The first instinct under pressure is to make the software more capable. The correct instinct is to make its failures more boring. In an environment where people are physically present and the operation cannot stop, the worst outcome is not a missing feature, it is an ambiguous state: a screen that has frozen in a way nobody on the floor can interpret, a record that might or might not have saved, a flow that dead-ends with no obvious next action for a clinician who is not a software person and should never have to be.

So we designed for the floor, not the demo. Every important screen had to answer, instantly and to a tired human, two questions: did the last thing I did actually happen, and what do I do now. That meant unglamorous choices. Optimistic feedback that was honest about uncertainty rather than pretending. Clear, recoverable states instead of clever ones. A bias toward letting an operator proceed manually when the system was unsure, rather than blocking the whole line on a single uncertain record. A frozen queue is a failure of engineering judgement, not just of code.

Resilience is a frontend concern too

There is a habit of thinking about resilience as a backend property: retries, failover, idempotency, the server-side machinery. In a live operation the frontend is where resilience either becomes real or becomes a lie, because the frontend is the only part the operator actually experiences. The backend can be heroically robust and it will not matter if the screen in front of a clinician goes blank when the connection wobbles.
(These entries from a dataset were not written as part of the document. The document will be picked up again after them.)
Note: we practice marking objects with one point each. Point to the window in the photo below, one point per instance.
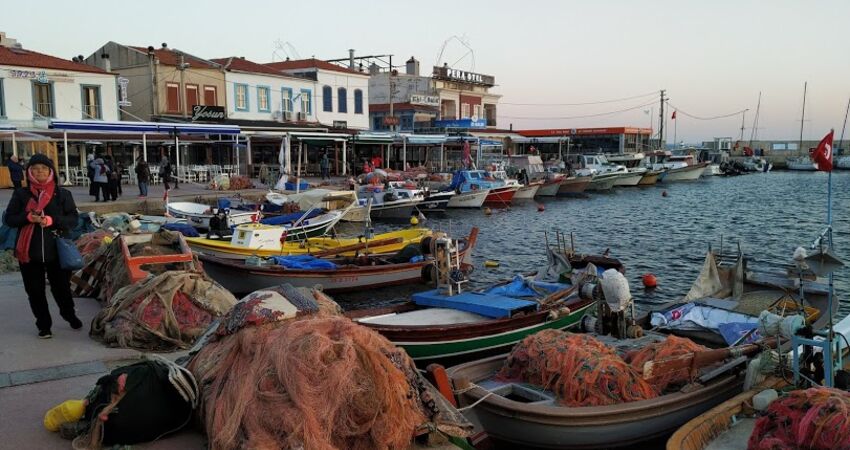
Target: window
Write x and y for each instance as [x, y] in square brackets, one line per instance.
[192, 97]
[286, 99]
[2, 100]
[306, 102]
[358, 101]
[342, 98]
[210, 96]
[263, 99]
[327, 99]
[91, 102]
[172, 97]
[42, 94]
[240, 94]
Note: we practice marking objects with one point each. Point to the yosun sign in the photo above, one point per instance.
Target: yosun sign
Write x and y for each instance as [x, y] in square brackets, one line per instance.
[208, 113]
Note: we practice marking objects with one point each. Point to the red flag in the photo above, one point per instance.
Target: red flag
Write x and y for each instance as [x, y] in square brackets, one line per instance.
[823, 154]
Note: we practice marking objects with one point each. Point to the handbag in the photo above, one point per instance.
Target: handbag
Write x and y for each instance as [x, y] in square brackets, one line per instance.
[69, 257]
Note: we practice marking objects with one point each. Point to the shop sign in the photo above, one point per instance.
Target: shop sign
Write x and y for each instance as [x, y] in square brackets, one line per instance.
[461, 75]
[208, 113]
[426, 100]
[122, 92]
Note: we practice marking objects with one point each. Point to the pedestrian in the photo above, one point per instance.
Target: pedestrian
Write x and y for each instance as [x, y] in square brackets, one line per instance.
[41, 213]
[165, 172]
[16, 171]
[324, 164]
[113, 179]
[143, 176]
[100, 179]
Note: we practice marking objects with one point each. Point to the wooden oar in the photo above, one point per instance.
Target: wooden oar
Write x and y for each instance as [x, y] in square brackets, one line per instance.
[358, 246]
[695, 360]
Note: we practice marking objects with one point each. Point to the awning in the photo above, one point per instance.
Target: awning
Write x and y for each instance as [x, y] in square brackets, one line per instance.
[144, 127]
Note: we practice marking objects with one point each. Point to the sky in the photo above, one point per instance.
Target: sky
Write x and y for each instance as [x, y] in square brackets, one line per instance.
[712, 57]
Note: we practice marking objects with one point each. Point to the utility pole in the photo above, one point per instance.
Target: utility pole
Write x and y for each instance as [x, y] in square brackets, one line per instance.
[661, 121]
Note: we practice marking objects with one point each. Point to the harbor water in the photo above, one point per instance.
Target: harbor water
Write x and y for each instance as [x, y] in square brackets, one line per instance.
[770, 215]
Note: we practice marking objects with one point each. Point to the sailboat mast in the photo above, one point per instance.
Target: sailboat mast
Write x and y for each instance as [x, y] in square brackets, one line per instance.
[803, 116]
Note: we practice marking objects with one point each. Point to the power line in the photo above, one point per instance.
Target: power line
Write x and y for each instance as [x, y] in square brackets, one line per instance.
[582, 116]
[723, 116]
[583, 103]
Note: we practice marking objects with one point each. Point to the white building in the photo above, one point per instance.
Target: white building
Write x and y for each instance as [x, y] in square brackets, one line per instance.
[257, 92]
[342, 95]
[35, 88]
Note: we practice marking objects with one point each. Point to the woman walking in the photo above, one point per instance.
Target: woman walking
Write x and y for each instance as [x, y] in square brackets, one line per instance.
[41, 212]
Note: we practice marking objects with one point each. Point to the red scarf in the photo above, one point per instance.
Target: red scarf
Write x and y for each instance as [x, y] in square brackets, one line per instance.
[41, 195]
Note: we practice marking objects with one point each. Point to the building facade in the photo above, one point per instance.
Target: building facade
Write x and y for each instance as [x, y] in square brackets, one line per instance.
[340, 99]
[161, 83]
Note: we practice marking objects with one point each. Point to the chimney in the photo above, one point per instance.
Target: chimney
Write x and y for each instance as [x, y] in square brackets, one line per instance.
[107, 64]
[412, 66]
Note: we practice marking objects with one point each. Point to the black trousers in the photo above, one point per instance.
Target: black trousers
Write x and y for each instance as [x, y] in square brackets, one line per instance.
[60, 286]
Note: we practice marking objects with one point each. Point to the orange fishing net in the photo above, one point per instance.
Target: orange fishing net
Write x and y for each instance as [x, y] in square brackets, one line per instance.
[816, 418]
[581, 370]
[316, 382]
[670, 347]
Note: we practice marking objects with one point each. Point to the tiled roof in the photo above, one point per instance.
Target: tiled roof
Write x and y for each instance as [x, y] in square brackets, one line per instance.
[312, 63]
[169, 57]
[29, 58]
[244, 65]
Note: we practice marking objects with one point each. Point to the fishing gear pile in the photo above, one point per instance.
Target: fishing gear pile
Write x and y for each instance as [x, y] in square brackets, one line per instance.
[580, 369]
[284, 370]
[164, 313]
[817, 418]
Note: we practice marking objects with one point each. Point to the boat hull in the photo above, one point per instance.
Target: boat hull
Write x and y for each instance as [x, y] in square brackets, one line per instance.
[468, 200]
[574, 185]
[547, 425]
[500, 196]
[549, 188]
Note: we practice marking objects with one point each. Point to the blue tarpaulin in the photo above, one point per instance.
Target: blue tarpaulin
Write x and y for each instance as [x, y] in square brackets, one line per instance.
[522, 287]
[291, 218]
[306, 262]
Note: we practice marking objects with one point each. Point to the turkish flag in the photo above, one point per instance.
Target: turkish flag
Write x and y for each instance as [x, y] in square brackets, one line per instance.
[823, 154]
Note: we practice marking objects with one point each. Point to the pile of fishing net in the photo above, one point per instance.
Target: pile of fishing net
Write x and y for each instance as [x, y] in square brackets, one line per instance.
[582, 371]
[284, 370]
[164, 312]
[669, 348]
[816, 418]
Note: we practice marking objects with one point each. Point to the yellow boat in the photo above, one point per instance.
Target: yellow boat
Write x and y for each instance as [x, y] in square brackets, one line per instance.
[264, 241]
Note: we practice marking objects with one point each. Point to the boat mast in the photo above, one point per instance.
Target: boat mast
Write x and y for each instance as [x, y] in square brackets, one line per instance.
[803, 116]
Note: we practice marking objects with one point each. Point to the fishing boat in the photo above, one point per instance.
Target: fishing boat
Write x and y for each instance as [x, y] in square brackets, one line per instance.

Venues are not data centres. Connectivity is uneven, devices are whatever was available, and the people using the software are concentrating on the person in front of them, not on your app. So the client had to assume the network was a privilege, not a guarantee. Hold state locally and reconcile, do not assume the round-trip. Degrade visibly and predictably rather than failing silently. Never put an operator in a position where the safe thing to do and the thing the UI allows are different things. The measure of a resilient frontend in that setting is not how well it runs when everything is fine. It is how it behaves in the ninety seconds when something is not, because those ninety seconds are when it matters.

Pressure is not an excuse to abandon craft, it is the reason for it

The cliché is that under pressure you cut corners, you go fast and dirty, you fix it later. I came out of that work believing close to the opposite. Pressure is exactly when discipline pays for itself, because pressure is when you have the least time to recover from a mess you made. The corner you cut on a calm Tuesday is an annoyance. The corner you cut before a live operation is the thing that breaks while there is a queue, when there is no slack to debug and no one free to help.

What actually let us move fast was the boring stuff done beforehand. Tight, legible code that a teammate could change at speed without fear. Clear boundaries so a problem in one area stayed in one area. The relentless removal of ambiguity from states, because ambiguity is what costs you when you are tired and the clock is real. Speed under pressure is not recklessness rewarded. It is preparation cashed in.

The deeper lesson outlasted the project. High-pressure delivery does not call for heroics, the all-nighter, the last-minute save. Those are usually symptoms that the real work was skipped earlier. What it calls for is calm: a system whose behaviour you can predict, whose failures you have already imagined, whose worst day you have rehearsed. When the queue forms and the morning starts, you do not want to be brave. You want to be unsurprised. That is the whole job, and it is the kind of work I want to be brought into.